The stranger let the silence stretch, heavy and suffocating, before he stepped aside, clearing the path to the door with a mocking sweep of his arm. But he didn't retreat; he loomed, a predator retracting his claws but keeping his teeth bared. "Run along back to your dorm, puppy. Lock the door. Check the closet. But remember that curiosity works both ways—you sat on the saint to feel tall, but you just told me exactly where you sleep."

"Till we meet again Java Miklaus." Zayan said tasting the stranger's name. 
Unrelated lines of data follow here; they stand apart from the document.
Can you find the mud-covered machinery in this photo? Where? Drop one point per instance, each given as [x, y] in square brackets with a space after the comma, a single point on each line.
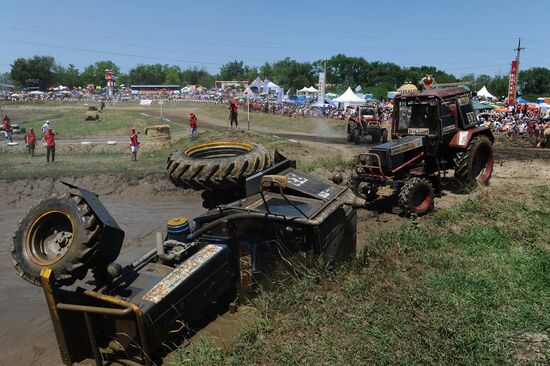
[137, 313]
[432, 131]
[366, 123]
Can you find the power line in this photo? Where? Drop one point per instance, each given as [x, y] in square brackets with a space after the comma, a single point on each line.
[262, 31]
[108, 52]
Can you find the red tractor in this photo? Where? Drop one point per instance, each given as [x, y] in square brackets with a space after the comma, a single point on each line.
[432, 131]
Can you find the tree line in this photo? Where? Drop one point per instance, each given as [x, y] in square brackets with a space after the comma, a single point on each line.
[342, 71]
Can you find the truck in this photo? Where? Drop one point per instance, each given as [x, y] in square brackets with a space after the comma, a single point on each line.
[366, 123]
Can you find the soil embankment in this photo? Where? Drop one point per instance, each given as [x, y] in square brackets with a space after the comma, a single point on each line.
[142, 205]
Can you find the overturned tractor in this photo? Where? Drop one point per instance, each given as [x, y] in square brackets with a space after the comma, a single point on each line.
[433, 131]
[277, 217]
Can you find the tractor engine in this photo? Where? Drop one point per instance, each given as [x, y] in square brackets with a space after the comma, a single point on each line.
[386, 160]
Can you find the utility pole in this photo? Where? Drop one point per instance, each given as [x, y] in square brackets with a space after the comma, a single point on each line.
[518, 51]
[512, 88]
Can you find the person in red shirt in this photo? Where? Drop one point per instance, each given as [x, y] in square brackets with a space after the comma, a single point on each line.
[6, 125]
[134, 144]
[193, 125]
[30, 140]
[233, 112]
[49, 139]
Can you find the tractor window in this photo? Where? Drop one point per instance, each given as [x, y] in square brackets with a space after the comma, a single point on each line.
[418, 117]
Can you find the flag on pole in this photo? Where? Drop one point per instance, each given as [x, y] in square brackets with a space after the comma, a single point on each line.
[257, 83]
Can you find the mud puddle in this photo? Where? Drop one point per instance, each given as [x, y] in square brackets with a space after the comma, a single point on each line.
[26, 335]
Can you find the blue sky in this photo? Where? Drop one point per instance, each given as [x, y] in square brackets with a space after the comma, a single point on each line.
[456, 36]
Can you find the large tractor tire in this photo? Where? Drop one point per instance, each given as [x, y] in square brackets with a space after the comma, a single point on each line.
[416, 196]
[350, 129]
[61, 233]
[357, 136]
[217, 165]
[384, 136]
[474, 165]
[375, 137]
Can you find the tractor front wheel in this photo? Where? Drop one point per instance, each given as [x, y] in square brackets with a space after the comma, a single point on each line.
[474, 165]
[417, 196]
[61, 233]
[357, 136]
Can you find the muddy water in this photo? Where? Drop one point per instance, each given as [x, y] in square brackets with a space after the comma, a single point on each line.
[26, 333]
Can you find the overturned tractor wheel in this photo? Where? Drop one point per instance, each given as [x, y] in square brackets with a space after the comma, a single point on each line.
[217, 165]
[417, 196]
[474, 165]
[60, 233]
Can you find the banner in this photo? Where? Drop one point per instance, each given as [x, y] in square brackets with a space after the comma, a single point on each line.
[512, 86]
[322, 82]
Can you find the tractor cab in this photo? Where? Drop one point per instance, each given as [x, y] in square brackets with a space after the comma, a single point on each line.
[418, 116]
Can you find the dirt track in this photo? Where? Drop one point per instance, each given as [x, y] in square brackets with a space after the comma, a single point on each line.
[26, 337]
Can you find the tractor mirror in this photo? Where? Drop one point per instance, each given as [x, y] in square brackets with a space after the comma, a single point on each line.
[269, 181]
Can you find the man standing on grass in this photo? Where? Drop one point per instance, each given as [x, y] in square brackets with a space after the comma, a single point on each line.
[49, 139]
[6, 125]
[134, 144]
[233, 112]
[45, 127]
[30, 140]
[193, 125]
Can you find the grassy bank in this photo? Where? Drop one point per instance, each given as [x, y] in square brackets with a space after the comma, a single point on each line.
[16, 165]
[117, 118]
[465, 286]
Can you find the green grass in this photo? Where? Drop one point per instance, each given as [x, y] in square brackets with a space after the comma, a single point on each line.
[451, 289]
[16, 165]
[68, 119]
The heavy oak doors groaned shut behind Zayan, severing the connection between the candlelit nave and the wet, chaotic dark of the campus, but the stranger's assessment felt like a brand seared into the back of his neck. He walked fast, his boots skidding slightly on the slick pavement, not out of fear—though a cold, slithering panic was certainly trying to take root in his gut—but out of a desperate need to outpace the echo of that name in his head. The rain had returned with a vengeance, turning the quad into a blurred reflection of the streetlights, and Zayan welcomed the stinging bite of the wind against his face; it was real, it was physical, and it didn't look at him like he was a specimen under glass. He jammed his hands into his pockets, his fingers brushing against the familiar shape of his keys and phone, grounding himself in the mundane objects of a life that felt suddenly, violently fragile.
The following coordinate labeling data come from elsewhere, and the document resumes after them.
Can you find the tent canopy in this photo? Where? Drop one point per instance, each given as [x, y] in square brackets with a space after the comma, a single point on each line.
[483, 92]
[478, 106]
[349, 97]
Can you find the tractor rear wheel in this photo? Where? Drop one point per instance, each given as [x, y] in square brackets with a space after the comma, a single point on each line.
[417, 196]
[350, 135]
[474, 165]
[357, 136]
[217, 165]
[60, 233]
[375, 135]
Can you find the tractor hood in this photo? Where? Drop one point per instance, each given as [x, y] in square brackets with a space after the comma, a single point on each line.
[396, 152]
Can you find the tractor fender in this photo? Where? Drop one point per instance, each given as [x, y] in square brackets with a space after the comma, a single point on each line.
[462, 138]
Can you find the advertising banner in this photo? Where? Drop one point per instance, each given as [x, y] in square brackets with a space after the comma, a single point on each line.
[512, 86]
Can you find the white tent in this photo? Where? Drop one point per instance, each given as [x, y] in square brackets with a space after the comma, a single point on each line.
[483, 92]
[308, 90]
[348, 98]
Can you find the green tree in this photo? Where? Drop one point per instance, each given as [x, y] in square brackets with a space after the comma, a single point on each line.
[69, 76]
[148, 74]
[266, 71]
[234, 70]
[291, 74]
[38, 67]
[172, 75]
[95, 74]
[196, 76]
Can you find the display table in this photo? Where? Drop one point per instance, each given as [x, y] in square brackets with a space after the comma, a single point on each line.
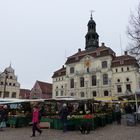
[99, 120]
[18, 121]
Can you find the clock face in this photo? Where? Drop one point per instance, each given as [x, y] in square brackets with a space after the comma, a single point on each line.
[94, 42]
[87, 63]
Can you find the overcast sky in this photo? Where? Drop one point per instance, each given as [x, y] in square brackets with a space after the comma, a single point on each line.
[36, 36]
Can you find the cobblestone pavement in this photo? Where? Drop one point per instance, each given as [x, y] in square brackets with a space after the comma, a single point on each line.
[109, 132]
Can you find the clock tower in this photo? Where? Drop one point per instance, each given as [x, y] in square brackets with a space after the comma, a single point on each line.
[92, 38]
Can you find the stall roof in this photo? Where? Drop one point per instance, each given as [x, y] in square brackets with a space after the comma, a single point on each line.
[14, 100]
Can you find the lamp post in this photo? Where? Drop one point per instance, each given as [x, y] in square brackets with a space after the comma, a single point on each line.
[5, 82]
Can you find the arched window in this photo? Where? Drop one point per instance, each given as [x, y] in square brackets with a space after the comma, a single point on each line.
[82, 81]
[71, 83]
[72, 70]
[94, 80]
[94, 93]
[14, 95]
[104, 64]
[105, 93]
[105, 79]
[82, 94]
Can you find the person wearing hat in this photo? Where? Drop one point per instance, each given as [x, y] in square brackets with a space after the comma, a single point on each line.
[63, 116]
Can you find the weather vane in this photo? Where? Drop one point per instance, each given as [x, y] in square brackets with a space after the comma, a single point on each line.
[91, 11]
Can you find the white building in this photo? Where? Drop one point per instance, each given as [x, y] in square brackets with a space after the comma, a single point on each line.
[9, 86]
[96, 71]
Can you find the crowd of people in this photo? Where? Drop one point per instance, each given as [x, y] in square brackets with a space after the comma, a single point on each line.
[127, 109]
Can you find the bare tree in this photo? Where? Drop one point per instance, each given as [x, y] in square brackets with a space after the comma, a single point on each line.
[133, 32]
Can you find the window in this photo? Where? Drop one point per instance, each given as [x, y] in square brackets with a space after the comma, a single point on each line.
[128, 87]
[127, 79]
[94, 80]
[118, 80]
[105, 93]
[81, 81]
[56, 93]
[94, 94]
[119, 88]
[61, 92]
[72, 94]
[105, 79]
[82, 94]
[104, 64]
[71, 83]
[72, 70]
[14, 95]
[87, 70]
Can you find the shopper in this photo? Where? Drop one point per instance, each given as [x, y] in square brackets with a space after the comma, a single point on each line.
[35, 121]
[63, 116]
[118, 113]
[3, 117]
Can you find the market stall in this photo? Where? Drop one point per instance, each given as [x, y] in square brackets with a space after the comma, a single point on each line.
[100, 113]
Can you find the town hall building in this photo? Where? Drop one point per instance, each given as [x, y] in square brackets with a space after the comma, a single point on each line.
[96, 72]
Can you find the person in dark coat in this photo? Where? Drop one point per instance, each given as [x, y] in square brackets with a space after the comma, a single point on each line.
[118, 113]
[63, 116]
[3, 117]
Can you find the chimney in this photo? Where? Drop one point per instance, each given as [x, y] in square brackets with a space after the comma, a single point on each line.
[103, 44]
[79, 50]
[125, 52]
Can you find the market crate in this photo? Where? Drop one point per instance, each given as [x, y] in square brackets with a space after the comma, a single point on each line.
[102, 120]
[12, 121]
[95, 122]
[49, 120]
[57, 124]
[108, 118]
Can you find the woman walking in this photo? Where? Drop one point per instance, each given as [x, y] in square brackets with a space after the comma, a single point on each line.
[3, 117]
[35, 121]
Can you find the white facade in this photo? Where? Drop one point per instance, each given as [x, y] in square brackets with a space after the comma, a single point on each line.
[116, 85]
[9, 86]
[96, 71]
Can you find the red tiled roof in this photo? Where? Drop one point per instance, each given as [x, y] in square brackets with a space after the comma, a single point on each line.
[124, 60]
[60, 72]
[45, 87]
[99, 52]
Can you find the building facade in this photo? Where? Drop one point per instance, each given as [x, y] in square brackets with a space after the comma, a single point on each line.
[96, 71]
[41, 90]
[24, 94]
[9, 86]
Room 314 was exactly how he had left it hours ago, smelling faintly of old paper and the lemon cleaner the dorm staff used to mask the scent of adolescent desperation, but the familiarity offered no comfort tonight. He slammed the door and twisted the deadbolt, the metal thunk satisfyingly loud in the small space, but he didn't relax. Instead, he methodically checked the window, then the closet, pushing aside hangers to peer into the dark corner, a ritual that usually felt paranoid but now seemed like a necessary survival skill. So the stranger's name was Java Miklaus. He had heard about him, of course—everyone at Belthrow had heard rumors about the seniors, the kings of the campus who ruled with a terrifying kind of bored detachment—but meeting the reality was a different experience entirely.

Zayan paced the small length of the room, the cheap carpet muffling his restless energy. He felt exposed, stripped raw by the stranger's insight. Java hadn't just seen him; he had seen through him, past the tough guy act and the cigarettes, straight to the messy, terrified center that Zayan tried so hard to hide. The memory of the lighter clicking—click-clack, click-clack—played on a loop in his head, a metronome counting down the seconds until the other shoe dropped. He knew he should stay in his room, let the deadbolt and the brick walls of the dormitory do their job, but the walls were starting to feel like they were closing in, the silence of the dorm pressing against his ears like deep water. He needed to see for himself. He needed to verify that Java Miklaus was real, that he wasn't a ghost conjured by the rain and the incense and his own fraying nerves.

He didn't go back to the church. That was a graveyard for a conversation that was already over. Instead, he found himself drawn back to the spot near the library, the hedges and the hydrangeas where he had tossed his first cigarette of the night. The rain had intensified, a relentless curtain that blurred the world into gray smears, but he could make out a figure standing under the streetlamp near the edge of the campus property. Ofcourse he could. He recognized the posture immediately—the wide stance, the hands shoved in pockets, the aura of barely contained violence that radiated outward like heat haze. No, his brain was playing dota dot with him. He needed some sleep.